ANGUSTIA-ME! Se divide em três momentos. Começa com o encontro entre um vendedor de uma loja de roupa masculina, em torno de 40 anos, e uma balconista de uma loja de fast-food, entre 45 e 50 anos, no fumódromo de um shopping. A cena seguinte acompanha uma necro maquiadora, que sonhava em maquiar a Liz Taylor, trabalhar no corpo de uma operária que morreu numa queda acidental da janela do refeitório ao passar seu batom vermelho.

A TERCEIRA HISTÓRIA se passa em um set de filmagem, quando um jovem ator pornô, em sua primeira participação num filme gay, conversa com um ator veterano, apaixonado por poesia, enquanto aguardam o início das filmagens. No elenco, estão Fábio Ventura, Leandro Baumgratz, Maria Adélia, Noemia Oliveira, Raquel Rocha e Rogério Garcia.

A IDEIA do espetáculo surgiu depois que o filho de seis anos de uma amiga tentava explicar um determinado sentimento. Chegamos à conclusão de que ele estava com angústia, esse estado de inquietude que invade todos nós, não importa a faixa etária ou a classe social. A partir daí, nosso desejo foi criar uma história com personagens comuns, que provocassem identificação e empatia no público”, explica o diretor Alexandre Mello.

PARA A COAUTORA Márcia Brasil, a peça questiona o quanto encontramos no outro nossas próprias angústias, mesmo que fujamos delas: “Ao trazer protagonismo a pessoas com as quais podemos cruzar diariamente nas ruas, levamos à tona uma reflexão ácida sobre como as validações sociais a que estamos submetidos nos impactam.

COM UMA LINGUAGEM que mistura teatro e cinema, Angustia-me! repete a parceria bem-sucedida do diretor Ale­xandre Mello e da autora Júlia Spadaccini iniciada há 20 anos. A primeira peça encenada de autoria de Júlia foi Na Geladeira, que estreou, em 2001, na Sala Multiuso do Sesc Copacabana, no Rio de Janeiro, com atuação e produção de Alexandre Mello.
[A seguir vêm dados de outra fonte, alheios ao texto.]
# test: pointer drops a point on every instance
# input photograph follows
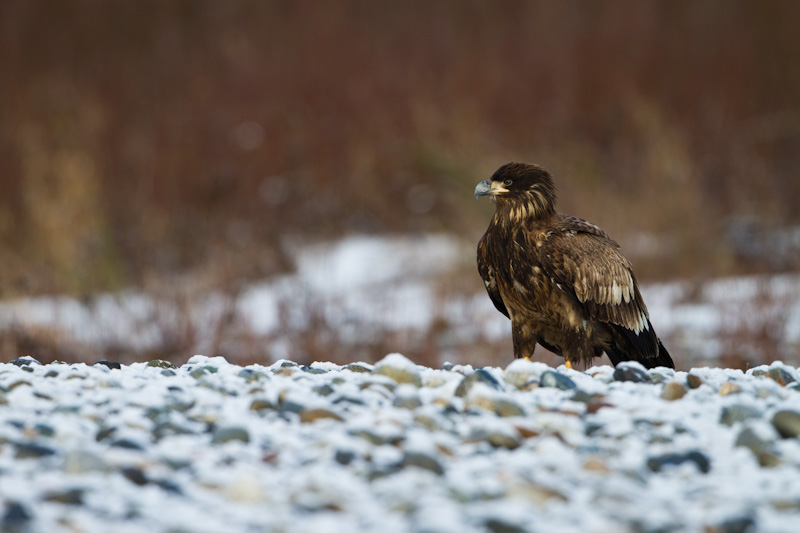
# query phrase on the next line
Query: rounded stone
(780, 376)
(629, 372)
(787, 423)
(424, 461)
(693, 381)
(672, 391)
(738, 413)
(222, 435)
(160, 363)
(479, 376)
(312, 415)
(700, 460)
(556, 380)
(729, 387)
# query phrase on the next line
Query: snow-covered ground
(366, 288)
(396, 447)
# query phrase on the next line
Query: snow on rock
(210, 446)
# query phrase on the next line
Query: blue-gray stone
(555, 380)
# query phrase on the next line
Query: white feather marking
(520, 287)
(617, 290)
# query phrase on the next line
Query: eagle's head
(525, 189)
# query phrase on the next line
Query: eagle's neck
(535, 206)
EM MARÇO DE 2012, os dois se reencontraram na montagem de Quebra Ossos, um grande sucesso indicado ao Prêmio Shell de melhor texto, no Rio de Janeiro. A peça foi produzida por Rogério Garcia, que, a partir de então, uniu-se à dupla.
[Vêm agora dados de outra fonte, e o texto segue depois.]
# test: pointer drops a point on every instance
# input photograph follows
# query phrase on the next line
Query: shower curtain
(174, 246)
EM 2015, mais um sucesso do trio: Um dia qualquer, que estreou na Arena do Sesc Copacabana com a consagração de Júlia Spadaccini pela crítica especializada como excelente autora, indicada ao Prêmio APTR. A peça ficou na lista dos 10 melhores espetáculos da Veja Rio. Em 2016, estreou a comédia Até o final da noite, com Ângela Vieira e Isio Guelman, no Teatro Ipanema e Teatro do Leblon, grande sucesso de público e de crítica.